Exemplarily, as shown in fig. 3, for the training framework schematic diagram of the lightweight bone neural network model provided in this embodiment, the overall training network adopts a Hourglass architecture, where the lightweight bone neural network is a part of a student network, and a compression model is distilled according to knowledge to realize fast inference, [ h, w, c ]]The method is characterized in that the method is in an image data format and respectively represents the height, width and channel number of an image, the Distilll loss is distillation loss, and the channel number c of the image in a teacher network is respectively compressed into c after knowledge distillation compression₁、c₂、…、c_k(ii) a k can be set according to actual requirements, and the principle of a specific training process is the prior art and is not described in detail herein.

In the aspect of a neural network model, knowledge distillation and a simplified lightweight bone neural network model are adopted to detect two-dimensional bone key points, and the recognition speed is effectively increased on the basis of effectively ensuring the recognition precision, so that the real-time performance of motion recognition is improved, and further contribution is made to the operation of a human motion recognition method on a mobile terminal.

Further, in order to further improve the real-time performance of the identification, the determining a corresponding three-dimensional bone key point based on the two-dimensional bone key point includes: and determining corresponding three-dimensional bone key points by adopting a lightweight mapping neural network model obtained by training based on the two-dimensional bone key points.
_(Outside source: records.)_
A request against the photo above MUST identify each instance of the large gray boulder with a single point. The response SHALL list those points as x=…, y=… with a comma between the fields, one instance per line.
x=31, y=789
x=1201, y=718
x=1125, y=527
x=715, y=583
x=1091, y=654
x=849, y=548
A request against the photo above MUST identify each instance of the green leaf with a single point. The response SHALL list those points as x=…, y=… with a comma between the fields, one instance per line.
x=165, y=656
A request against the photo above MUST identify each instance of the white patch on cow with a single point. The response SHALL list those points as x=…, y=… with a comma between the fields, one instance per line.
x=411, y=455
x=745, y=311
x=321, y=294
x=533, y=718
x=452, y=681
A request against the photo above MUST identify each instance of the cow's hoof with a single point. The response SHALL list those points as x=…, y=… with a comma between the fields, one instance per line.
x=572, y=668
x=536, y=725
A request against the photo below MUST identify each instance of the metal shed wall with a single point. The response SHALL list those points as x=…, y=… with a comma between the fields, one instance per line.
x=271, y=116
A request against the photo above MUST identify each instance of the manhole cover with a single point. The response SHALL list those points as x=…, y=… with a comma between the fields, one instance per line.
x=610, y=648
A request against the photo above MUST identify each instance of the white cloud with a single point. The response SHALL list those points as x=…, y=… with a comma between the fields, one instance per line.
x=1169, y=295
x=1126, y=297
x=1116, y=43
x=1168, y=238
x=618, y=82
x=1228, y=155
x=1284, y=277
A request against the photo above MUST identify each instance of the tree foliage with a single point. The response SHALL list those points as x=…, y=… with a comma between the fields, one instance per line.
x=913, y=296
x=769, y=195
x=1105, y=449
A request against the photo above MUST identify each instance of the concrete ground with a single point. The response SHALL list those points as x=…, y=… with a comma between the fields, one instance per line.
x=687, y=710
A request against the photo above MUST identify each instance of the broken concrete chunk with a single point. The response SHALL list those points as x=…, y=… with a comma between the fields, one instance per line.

As another implementable manner, in order to further improve the real-time performance of motion recognition, on the basis of the above embodiment, optionally, recognizing a corresponding motion pose based on the three-dimensional bone key points includes: and based on the three-dimensional bone key points, identifying the corresponding action posture by adopting an LSTM neural network model obtained by training.

Specifically, the LSTM neural network model adopts a lightweight time series analysis network to perform time series analysis on the obtained three-dimensional bone key points and identify corresponding action postures.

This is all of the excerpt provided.